I think the hack that Nikolai implemented based on my suggestion
should work around this reliably though: All events (RX, TX, and others)
are now masked in the hardirq handler but processed and acked inside
the napi poll function. After it has processed all events, the device unmasks
all events, so if a new event is already pending at this time, the IRQ line
gets raised and will correctly be processed in both edge and level
mode.

Am I missing something here?

Obviously it's just a hack and it's still going to fail if the edge interrupt
is actually shared with another device, but I don't see any downside
in changing the driver that way.

> > If overriding the BIOS setting breaks something that works today, nothing
> > is gained, because the next person running into an i486 PCI specific bug
> > is unlikely to be as persistent and competent as Nikolai in tracking down
> > the root cause.
>
> Yes, sigh.
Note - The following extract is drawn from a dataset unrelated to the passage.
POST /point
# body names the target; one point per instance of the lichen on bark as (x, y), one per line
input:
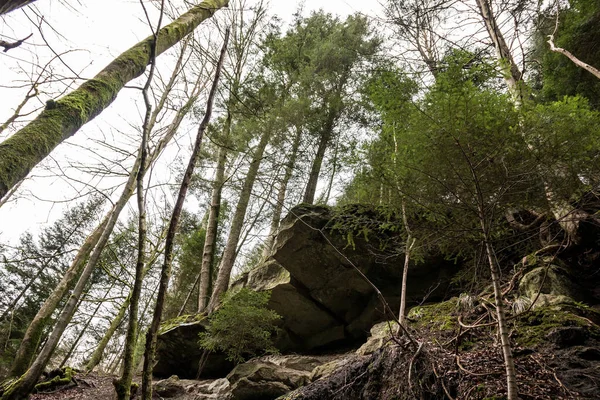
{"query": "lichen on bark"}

The reason why this BIOS switch exists, which should have
> never existed, is that during the transition from EISA which was edge
> triggered to PCI some card manufacturers just changed the bus interface
> of their cards but completely missed the edge -> level change in
> hardware either by stupidity or intentionally so they did not have to
> make any changes to the rest of the hardware and to drivers.
>
> The predominant OS'es at that time of course did not have an easy way to
> add a quirk to fix this, so the way out was to add the chicken bit
> option to the BIOS which then either tells the OS the trigger mode for
> INTA..INTD and just sets up ELCR before booting the OS. I have faint
> memories that I had to use such a BIOS switch long time ago to get some
> add-on PCI card working.
>
> So the right thing to do is to leave 8139 as is and add a PCI quirk
> which enforces level trigger type for 8139 in legacy PCI interrupt mode.

So you would prefer a quirk specific to this PCI device on misconfigured
machines? That would at least completely avoid the risk of breaking setups
that rely on an intentional misconfiguration, since it only changes setups
that are definitely not working.

On the other hand, it wouldn't help with non-x86 machines that might
have the same issue, or on x86 machines with a different PCI card
in a misconfigured slot, unless there we maintain a list of PCI
IDs that are known to not work with a broken BIOS configuration.

> Alternatively we can just emit a noisy warning when a legacy PCI
> interrupt is configured as edge by the BIOS and tell people to toggle
> that switch if stuff does not work. Though that might be futile because
> not all BIOSes have these toggle options.

That sounds like a good idea regardless of any other outcome.